Como sucedió con el Titanic: «¿Un iceberg? –exclamó el comandante Lightoller, segundo oficial del barco que, según presumían en 1912, era el más moderno, grande, rápido, lujoso y seguro del mundo–. Los icebergs no llegan a estas latitudes.» Boxall, el cuarto oficial, insistió: «Le digo que sí». Caviló un momento Lightoller: «Me di cuenta de que golpeamos algo. ¿Un iceberg?». Boxall despejó sus dudas: «Tenemos agua en la cubierta F, señor».
¿Estamos a bordo el Titanic? En momentos de crisis, gente de toda laya y nacionalidad, no necesariamente argentinos con actitud de tango, tiende a creer, como Woody Allen, que tiene más problemas que los otros y, sobre todo, que no hay solución.
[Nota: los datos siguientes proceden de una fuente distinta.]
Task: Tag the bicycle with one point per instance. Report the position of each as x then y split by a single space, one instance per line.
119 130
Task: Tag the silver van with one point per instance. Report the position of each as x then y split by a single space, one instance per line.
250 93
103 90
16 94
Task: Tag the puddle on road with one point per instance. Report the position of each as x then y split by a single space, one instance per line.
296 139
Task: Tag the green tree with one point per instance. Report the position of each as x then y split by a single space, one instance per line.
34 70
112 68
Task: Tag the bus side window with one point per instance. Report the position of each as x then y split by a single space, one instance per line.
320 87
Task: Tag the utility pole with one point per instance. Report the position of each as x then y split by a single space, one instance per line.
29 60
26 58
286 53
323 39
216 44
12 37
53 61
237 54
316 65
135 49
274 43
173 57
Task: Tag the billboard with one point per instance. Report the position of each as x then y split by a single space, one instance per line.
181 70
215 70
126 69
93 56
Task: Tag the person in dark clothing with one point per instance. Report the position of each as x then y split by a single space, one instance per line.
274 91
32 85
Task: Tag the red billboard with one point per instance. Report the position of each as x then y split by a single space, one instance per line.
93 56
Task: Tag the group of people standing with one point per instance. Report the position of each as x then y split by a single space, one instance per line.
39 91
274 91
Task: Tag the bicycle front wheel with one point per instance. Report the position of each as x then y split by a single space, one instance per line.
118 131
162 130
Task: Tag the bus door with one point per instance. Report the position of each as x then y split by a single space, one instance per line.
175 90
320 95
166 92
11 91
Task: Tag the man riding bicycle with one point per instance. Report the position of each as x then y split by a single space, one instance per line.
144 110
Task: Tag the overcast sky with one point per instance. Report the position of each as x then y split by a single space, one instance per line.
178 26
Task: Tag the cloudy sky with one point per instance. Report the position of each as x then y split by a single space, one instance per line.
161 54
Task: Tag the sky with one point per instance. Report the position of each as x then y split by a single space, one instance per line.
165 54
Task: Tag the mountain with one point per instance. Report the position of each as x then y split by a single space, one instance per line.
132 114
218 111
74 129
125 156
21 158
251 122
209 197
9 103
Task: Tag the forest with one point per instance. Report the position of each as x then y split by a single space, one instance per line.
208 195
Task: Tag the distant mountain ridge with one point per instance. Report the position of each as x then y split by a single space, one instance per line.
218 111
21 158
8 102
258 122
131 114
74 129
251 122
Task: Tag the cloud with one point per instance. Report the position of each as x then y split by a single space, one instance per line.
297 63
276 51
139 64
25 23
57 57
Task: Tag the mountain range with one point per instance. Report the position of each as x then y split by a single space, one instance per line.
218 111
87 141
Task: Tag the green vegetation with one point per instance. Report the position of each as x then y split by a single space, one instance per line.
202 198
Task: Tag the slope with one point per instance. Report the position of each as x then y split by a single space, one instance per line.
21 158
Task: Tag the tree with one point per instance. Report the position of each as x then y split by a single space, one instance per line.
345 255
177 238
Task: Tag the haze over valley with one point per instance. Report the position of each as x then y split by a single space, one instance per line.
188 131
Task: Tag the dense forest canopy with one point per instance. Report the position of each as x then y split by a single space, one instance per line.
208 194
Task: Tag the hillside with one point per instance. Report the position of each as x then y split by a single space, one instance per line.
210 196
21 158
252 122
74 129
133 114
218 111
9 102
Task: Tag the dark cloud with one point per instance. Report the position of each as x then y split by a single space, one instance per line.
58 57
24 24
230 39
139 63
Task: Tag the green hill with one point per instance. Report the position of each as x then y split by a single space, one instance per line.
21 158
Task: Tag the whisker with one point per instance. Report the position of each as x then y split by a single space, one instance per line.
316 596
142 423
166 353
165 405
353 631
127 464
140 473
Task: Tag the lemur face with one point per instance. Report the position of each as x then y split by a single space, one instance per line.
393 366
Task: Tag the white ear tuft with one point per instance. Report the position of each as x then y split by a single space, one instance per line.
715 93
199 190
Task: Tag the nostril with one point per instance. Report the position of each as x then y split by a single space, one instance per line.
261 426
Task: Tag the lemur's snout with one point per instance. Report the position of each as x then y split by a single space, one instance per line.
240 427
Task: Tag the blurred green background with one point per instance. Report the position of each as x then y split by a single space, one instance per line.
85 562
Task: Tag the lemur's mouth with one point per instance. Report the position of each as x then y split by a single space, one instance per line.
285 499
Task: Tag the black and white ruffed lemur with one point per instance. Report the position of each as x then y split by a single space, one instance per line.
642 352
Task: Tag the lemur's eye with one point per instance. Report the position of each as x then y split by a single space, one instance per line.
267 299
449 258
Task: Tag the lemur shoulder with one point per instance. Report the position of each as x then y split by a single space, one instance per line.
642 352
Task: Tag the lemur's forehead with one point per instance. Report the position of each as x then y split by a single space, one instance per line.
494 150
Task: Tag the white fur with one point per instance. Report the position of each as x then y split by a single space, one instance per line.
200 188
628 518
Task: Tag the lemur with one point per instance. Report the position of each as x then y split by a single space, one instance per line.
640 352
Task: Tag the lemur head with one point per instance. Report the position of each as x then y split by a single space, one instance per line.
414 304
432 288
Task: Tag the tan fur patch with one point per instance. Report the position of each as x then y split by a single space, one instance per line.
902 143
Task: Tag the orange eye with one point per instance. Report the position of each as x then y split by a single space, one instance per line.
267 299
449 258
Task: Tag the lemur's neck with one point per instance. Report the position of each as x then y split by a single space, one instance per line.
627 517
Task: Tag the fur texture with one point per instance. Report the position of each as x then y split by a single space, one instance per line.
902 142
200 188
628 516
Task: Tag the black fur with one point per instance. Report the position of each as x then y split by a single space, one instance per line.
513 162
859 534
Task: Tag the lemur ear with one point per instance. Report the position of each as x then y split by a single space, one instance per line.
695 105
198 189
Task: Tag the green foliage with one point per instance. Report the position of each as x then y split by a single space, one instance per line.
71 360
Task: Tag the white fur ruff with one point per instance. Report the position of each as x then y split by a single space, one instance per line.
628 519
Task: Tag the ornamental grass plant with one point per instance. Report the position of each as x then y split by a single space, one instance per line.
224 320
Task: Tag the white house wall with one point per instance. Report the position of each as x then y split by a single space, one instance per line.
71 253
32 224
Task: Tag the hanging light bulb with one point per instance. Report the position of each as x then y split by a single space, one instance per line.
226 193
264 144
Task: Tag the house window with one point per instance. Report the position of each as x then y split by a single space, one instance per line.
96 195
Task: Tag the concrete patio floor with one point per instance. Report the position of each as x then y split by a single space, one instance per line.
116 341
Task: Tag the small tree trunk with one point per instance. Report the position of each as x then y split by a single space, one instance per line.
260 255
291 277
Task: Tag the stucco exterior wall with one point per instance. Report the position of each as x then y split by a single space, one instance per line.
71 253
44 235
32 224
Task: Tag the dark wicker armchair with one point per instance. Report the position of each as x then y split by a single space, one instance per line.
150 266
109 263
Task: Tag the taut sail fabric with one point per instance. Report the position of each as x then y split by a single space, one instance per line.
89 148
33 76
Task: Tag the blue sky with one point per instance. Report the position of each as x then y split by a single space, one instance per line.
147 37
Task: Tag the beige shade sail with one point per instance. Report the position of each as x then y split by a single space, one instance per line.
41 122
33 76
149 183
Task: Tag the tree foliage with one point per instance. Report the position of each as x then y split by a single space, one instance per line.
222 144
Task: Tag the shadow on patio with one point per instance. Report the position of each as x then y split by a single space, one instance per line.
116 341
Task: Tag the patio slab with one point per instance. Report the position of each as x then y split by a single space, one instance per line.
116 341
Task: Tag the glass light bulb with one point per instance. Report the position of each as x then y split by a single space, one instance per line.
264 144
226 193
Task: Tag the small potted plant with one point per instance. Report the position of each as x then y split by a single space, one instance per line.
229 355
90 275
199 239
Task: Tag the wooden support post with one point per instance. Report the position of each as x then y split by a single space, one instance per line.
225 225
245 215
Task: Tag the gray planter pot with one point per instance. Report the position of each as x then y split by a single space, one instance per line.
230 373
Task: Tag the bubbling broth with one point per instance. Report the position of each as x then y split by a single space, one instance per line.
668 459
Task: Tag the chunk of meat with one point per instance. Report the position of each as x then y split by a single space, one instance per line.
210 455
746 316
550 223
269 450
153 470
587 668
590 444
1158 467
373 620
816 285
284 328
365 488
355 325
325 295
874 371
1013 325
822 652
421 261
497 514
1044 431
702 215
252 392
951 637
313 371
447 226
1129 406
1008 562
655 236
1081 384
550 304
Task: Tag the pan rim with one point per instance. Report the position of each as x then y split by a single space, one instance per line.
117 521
Pasa en América latina. En Europa. En Asia. En África. En Oceanía. Hasta en los Estados Unidos, por más que el superávit fiscal prometa una década de bonanza económica.
En medio del oleaje del Atlántico, el capitán E.J. Smith, en su último viaje antes de retirarse, quería batir el récord de velocidad con el Titanic, entre Southampton, Gran Bretaña, y Nueva York, mientras un jugador de póquer pedía un trozo de hielo de la cubierta para su whisky. Y la orquesta seguía tocando. Un trozo de hielo, precisamente, había vulnerado esa misma noche los remaches del casco y el agua, bajo cero, comenzaba a colarse por el boquete.
Clinton notó en Seattle que los reclamos en contra de la globalización, como plegarias, deben ser atendidos. Que esa gente no abriga la utopía del Mayo Francés, ni la locura revolucionaria de los deslumbrados por las barbas de Fidel y del Che, ni un fin concreto. Está señalando un agujero en el casco de la globalización. Un iceberg en la proa. Como una amenaza y una advertencia a la vez. Algo así como la existencia del iceberg que el comandante Lightoller creía imposible.
Acaso el error o la omisión del año, coincidieron los diplomáticos, haya sido haber negado el iceberg. El peligro, en realidad. Desde la Ronda del Milenio de la Organización Mundial de Comercio, a fines de 1999, hasta la Cumbre de la Unión Europea, a comienzos de este mes, hubo protestas en cuanto foro internacional haya tenido los sellos del Fondo Monetario, del Banco Mundial o de las Naciones Unidas.
Es el miedo a perder, no la imaginación al poder. Lo cual refleja el estado de ánimo de una era. Que no sólo afecta a los países en vías de desarrollo, sino, también, a los desarrollados. Temerosos de una inundación de desempleados a medida que crezca el boquete (es decir, la brecha entre ricos y pobres) en forma proporcional con el aumento de la población.
Las omisiones pueden ser peores que los errores: nacen más chicos en el tercer mundo que en el primero. El microondas funciona con la contraseña del cajero automático. Pero no hay café que resista tanto tiempo de cocción. Y la orquesta sigue tocando. A pesar de la explosión.